VIDEO: These alpacas guard thousands of turkeys before Christmas
Alpacas are among the most efficient, cost-effective ways of protecting poultry and sheep flocks from lurking predators on farms nationwide.
The furry, domesticated species, which hail from South America where they live on the high plains of the Andean Mountains, are now owned by about 150 people across the country, including some sheep farmers.
The social animals warn flocks about intruders by making a sharp, noisy, high-pitched shriek.
They also attack smaller predators with their front feet, and can spit and kick. Foxes are a particular pet hate of the alpaca.

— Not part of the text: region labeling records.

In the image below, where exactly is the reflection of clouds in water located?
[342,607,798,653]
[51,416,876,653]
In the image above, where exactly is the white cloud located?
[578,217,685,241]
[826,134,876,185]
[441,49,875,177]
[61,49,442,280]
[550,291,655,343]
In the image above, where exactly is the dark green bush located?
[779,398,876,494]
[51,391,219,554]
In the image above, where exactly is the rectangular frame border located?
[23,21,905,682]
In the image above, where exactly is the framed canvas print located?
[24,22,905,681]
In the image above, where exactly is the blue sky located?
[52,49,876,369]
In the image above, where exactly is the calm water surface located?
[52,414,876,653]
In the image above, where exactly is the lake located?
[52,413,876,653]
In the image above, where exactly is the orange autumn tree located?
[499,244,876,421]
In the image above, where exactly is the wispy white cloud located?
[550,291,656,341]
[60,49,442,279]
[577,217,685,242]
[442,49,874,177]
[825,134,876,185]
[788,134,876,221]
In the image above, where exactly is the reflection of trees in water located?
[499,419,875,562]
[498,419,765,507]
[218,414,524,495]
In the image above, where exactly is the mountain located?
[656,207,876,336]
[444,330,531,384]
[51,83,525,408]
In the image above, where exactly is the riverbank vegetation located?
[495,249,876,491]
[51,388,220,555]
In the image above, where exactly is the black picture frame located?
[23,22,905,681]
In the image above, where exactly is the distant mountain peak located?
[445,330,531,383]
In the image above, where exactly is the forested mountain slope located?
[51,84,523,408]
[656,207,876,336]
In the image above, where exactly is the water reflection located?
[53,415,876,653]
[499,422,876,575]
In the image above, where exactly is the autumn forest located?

Joe Phelan, vice chairman of the Alpaca Association of Ireland, based in Greystones, Co Wicklow, told the Farming Independent recently that farmers are running up to three alpacas with their sheep.
"Alpacas hate foxes and foxes hate alpacas. If a farmer has a fox problem, they will essentially eliminate that problem. In some cases they will fend off a single dog but not multiple dogs," he said.
They also protect broods of hens or rafters of turkeys and other poultry.
"Ideally farmers should have two or three alpacas, they are a herd animal so they get stressed when they're on their own," said Joe.
Alpacas live up to 25 years and cost between €400-€500. Large males can grow to 100kg with long legs and long necks.